Despite my haranguing, Kross was adamant that Autodesk was not getting into 'the kernel business', stating that the Autodesk developments will not be licensed to any other company but did say that the technology would be deployed in other Autodesk products, namely, AutoCAD, ADT, MDT and 3D Studio. As all these products feature ACIS anyway the benefits of developing on top of ACIS meant that there was no migration problems between products. So, Autodesk definition that it isn't in the 'kernel business' means that it's not in the solid modeling kernel component business, competing against ACIS and Parasolid.

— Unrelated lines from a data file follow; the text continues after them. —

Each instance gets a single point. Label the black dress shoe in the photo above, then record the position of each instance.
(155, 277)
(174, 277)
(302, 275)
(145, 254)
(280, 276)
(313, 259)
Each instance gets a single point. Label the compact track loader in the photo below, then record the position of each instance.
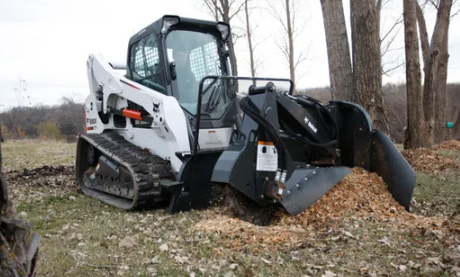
(175, 124)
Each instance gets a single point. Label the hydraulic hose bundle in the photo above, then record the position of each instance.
(273, 135)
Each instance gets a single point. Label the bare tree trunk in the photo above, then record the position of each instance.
(440, 79)
(249, 36)
(415, 134)
(338, 50)
(291, 43)
(423, 34)
(223, 8)
(367, 68)
(18, 244)
(231, 46)
(433, 95)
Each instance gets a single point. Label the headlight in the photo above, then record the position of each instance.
(169, 21)
(224, 29)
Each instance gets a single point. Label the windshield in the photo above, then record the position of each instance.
(196, 55)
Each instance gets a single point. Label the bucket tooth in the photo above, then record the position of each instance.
(306, 186)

The decision to be in control of its own kernel development was made because Autodesk feels that it can make more rapid improvements to the engine than Spatial. As it stands, Spatial develops in its own timeframe, with Kross highlighting that Inventor 5 came out a month before ACIS 7, which was a missed opportunity. The first task for the team will be to get better performance from ACIS, together with the ability to handle more complex parts, with more shape descriptions. Kross indicated that the installed base was rapidly moving to 3D and it made sense for Autodesk to be in control of its core 3D technology.
When Autodesk first signed a deal with Spatial, it included a clause that would allow Autodesk, for a price, to walk away with the current version of the ACIS kernel as a perpetual license to do what it wanted. Obviously, Autodesk decided to execute that clause and has spent considerable sums to buy the license and recruit some of the top developers in the field.
I asked what this meant for data transfer and Kross said that he wanted to rapidly enhance the kernel and to guarantee forward and backward compatibility would be too limiting. Support for the ACIS 7 version of the SAT file format 'is a given' but no promises could be provided moving forward. Autodesk has been working separately on its own surfacing technology which should be in the next release of Inventor and this deal should not impact on that.